Perjalanan dimulai dari Manggarai Barat pada Selasa (25/8/2026), kemudian berlanjut ke Manggarai, Manggarai Timur, Nagekeo, Ende hingga Sikka. Di tengah perjalanan, rombongan juga merasakan langsung guncangan gempa susulan yang masih terjadi di sejumlah wilayah Flores.
Pemkot Kupang membawa bantuan senilai total Rp635 juta, terdiri dari Rp500 juta melalui Belanja Tidak Terduga (BTT) dan Rp135 juta hasil donasi ASN serta penggalangan dana. Selain bantuan dana, paket sembako juga diserahkan untuk membantu kebutuhan dasar masyarakat terdampak.

Christian menyebut bantuan tersebut bukan sekadar soal nilai rupiah, melainkan simbol solidaritas antarsesama warga NTT.
“Bantuan ini adalah simbol solidaritas kami. Kami ingin menyampaikan pesan bahwa saudara-saudara kita di Flores tidak sendirian. Satu pulau terluka, yang lain siap membantu. Kemanusiaan tidak memiliki batas wilayah,” tegasnya.
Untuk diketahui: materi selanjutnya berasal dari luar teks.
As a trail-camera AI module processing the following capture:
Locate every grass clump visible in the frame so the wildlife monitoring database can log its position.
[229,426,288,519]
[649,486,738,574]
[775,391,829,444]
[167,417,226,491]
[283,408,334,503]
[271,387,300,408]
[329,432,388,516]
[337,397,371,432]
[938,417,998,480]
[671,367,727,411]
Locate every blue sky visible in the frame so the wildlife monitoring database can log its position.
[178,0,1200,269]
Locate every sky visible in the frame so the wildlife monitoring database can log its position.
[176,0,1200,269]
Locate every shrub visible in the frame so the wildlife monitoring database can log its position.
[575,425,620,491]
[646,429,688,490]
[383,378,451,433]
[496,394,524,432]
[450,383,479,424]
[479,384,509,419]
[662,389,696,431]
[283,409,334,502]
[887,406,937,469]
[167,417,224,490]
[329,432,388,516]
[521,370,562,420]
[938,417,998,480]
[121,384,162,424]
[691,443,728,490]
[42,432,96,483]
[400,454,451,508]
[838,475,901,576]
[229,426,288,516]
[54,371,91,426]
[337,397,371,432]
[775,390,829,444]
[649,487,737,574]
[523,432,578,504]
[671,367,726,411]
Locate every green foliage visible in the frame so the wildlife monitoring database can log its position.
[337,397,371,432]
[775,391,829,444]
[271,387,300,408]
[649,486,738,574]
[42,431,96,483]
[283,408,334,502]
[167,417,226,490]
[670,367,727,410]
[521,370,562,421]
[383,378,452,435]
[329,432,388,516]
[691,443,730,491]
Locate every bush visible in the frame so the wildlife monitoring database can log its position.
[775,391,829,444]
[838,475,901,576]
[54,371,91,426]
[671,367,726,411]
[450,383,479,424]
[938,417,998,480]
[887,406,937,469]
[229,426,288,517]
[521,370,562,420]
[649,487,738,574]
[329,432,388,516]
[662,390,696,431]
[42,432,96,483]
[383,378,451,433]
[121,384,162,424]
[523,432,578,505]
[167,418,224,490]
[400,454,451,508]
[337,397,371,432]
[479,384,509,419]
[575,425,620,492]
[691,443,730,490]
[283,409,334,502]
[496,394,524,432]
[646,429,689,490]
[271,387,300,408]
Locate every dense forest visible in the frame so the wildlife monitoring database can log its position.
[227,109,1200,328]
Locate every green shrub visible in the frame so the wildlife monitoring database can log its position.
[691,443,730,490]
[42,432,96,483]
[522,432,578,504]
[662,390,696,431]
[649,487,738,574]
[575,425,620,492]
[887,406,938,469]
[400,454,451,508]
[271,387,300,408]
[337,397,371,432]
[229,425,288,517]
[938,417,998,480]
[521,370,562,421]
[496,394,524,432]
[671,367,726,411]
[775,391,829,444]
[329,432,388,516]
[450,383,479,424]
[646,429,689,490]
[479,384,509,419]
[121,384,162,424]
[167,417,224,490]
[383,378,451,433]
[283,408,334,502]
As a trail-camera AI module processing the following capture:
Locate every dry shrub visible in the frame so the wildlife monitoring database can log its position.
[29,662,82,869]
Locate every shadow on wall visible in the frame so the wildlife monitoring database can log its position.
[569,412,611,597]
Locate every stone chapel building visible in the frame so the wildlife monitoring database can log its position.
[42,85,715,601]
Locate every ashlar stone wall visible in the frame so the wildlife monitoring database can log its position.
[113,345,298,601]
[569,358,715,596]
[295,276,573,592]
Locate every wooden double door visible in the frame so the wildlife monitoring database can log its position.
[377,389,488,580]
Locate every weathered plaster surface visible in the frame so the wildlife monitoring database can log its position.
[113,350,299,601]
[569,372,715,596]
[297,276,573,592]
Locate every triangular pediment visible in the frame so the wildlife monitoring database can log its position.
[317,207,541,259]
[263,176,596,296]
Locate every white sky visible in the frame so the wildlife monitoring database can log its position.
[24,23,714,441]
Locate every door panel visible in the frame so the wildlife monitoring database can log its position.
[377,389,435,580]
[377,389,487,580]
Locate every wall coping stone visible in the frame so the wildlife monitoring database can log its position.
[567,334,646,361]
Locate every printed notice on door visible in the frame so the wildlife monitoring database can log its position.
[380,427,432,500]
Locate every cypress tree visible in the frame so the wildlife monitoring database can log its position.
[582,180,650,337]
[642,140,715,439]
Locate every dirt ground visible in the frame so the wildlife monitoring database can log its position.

Kehadiran langsung Christian mendapat apresiasi dari sejumlah kepala daerah dan tokoh di Flores. Bupati Manggarai Timur, Agas Andreas, bahkan menyebut Christian sebagai kepala daerah dari wilayah NTT yang tidak terdampak bencana yang turun langsung menemui korban gempa.
“Saya ingin mengajak teman-teman dari daerah lain untuk ikut berpartisipasi memberikan bantuan kepada warga terdampak di Flores,” kata Christian.
Perjalanan kemanusiaan itu kemudian ditutup dengan tantangan tersendiri. Saat hendak kembali ke Kupang melalui Maumere, penerbangan Christian dibatalkan akibat erupsi Gunung Lewotobi. Ia pun mengubah rute dan menempuh perjalanan darat menuju Larantuka, Flores Timur, sebelum akhirnya kembali ke Kota Kupang melalui penerbangan dari Larantuka pada Sabtu (29/8/2026).
Lima hari menyusuri Flores tersebut menjadi pesan bahwa solidaritas kemanusiaan tidak harus menunggu seseorang mengalami bencana untuk ikut merasakan penderitaan mereka.